Flashback: Obama Wins Nobel Peace Price for "Extraordinary Efforts to Strengthen International Diplomacy and Cooperation Between Peoples"

September 12, 2012 at 10:30 am (Cairo, Christopher Stevens, Egypt, Libya, Nobel Peace Prize, Oslo, President Obama, Terrorism)

How’s that ‘strengthened international diplomacy’ working for U.S. Ambassador Christopher Stevens, whose body is being dragged through Libyan streets as we speak?

Here is the full press release from the Nobel announcement in 2009, which in retrospect looks even more preposterous than it did when he originally won. 

The Norwegian Nobel Committee has decided that the Nobel Peace Prize for 2009 is to be awarded to President Barack Obama for his extraordinary efforts to strengthen international diplomacy and cooperation between peoples. The Committee has attached special importance to Obama’s vision of and work for a world without nuclear weapons.
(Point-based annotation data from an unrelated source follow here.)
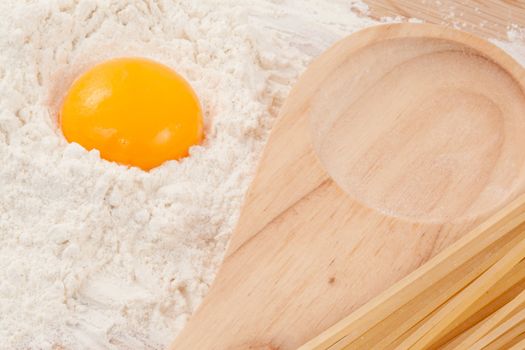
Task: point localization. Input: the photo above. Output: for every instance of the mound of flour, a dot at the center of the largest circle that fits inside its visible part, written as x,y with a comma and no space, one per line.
94,255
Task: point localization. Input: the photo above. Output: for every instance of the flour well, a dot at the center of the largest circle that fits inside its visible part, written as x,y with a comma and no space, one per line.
94,255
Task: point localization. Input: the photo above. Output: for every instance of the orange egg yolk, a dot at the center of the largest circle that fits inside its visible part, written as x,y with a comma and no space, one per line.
134,111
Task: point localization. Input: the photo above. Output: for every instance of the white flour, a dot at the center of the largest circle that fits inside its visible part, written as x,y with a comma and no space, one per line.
97,256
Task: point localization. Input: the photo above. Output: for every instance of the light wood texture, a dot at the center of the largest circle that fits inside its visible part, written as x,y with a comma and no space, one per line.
392,144
402,307
487,18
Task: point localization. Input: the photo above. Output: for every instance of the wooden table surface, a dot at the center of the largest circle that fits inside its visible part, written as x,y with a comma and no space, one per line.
488,18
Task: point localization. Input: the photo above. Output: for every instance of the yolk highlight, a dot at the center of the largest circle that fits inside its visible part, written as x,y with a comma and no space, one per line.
134,111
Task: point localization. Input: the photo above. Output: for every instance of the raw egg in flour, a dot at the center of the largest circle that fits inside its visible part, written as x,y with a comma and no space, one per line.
134,111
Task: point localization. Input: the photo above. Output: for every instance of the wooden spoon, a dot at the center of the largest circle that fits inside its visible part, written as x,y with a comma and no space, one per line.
391,146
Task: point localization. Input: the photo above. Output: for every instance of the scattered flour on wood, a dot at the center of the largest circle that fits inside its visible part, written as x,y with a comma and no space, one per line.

Obama has as President created a new climate in international politics. Multilateral diplomacy has regained a central position, with emphasis on the role that the United Nations and other international institutions can play. Dialogue and negotiations are preferred as instruments for resolving even the most difficult international conflicts. The vision of a world free from nuclear arms has powerfully stimulated disarmament and arms control negotiations. Thanks to Obama’s initiative, the USA is now playing a more constructive role in meeting the great climatic challenges the world is confronting. Democracy and human rights are to be strengthened.

Only very rarely has a person to the same extent as Obama captured the world’s attention and given its people hope for a better future. His diplomacy is founded in the concept that those who are to lead the world must do so on the basis of values and attitudes that are shared by the majority of the world’s population.

For 108 years, the Norwegian Nobel Committee has sought to stimulate precisely that international policy and those attitudes for which Obama is now the world’s leading spokesman. The Committee endorses Obama’s appeal that “Now is the time for all of us to take our share of responsibility for a global response to global challenges.”

Oslo, October 9, 2009

Obama – The man awarded a Nobel Peace Prize based not on tangible accomplishment, but simply upon expectations.

Now that he has failed to meet those expectations, does the prize need to be returned?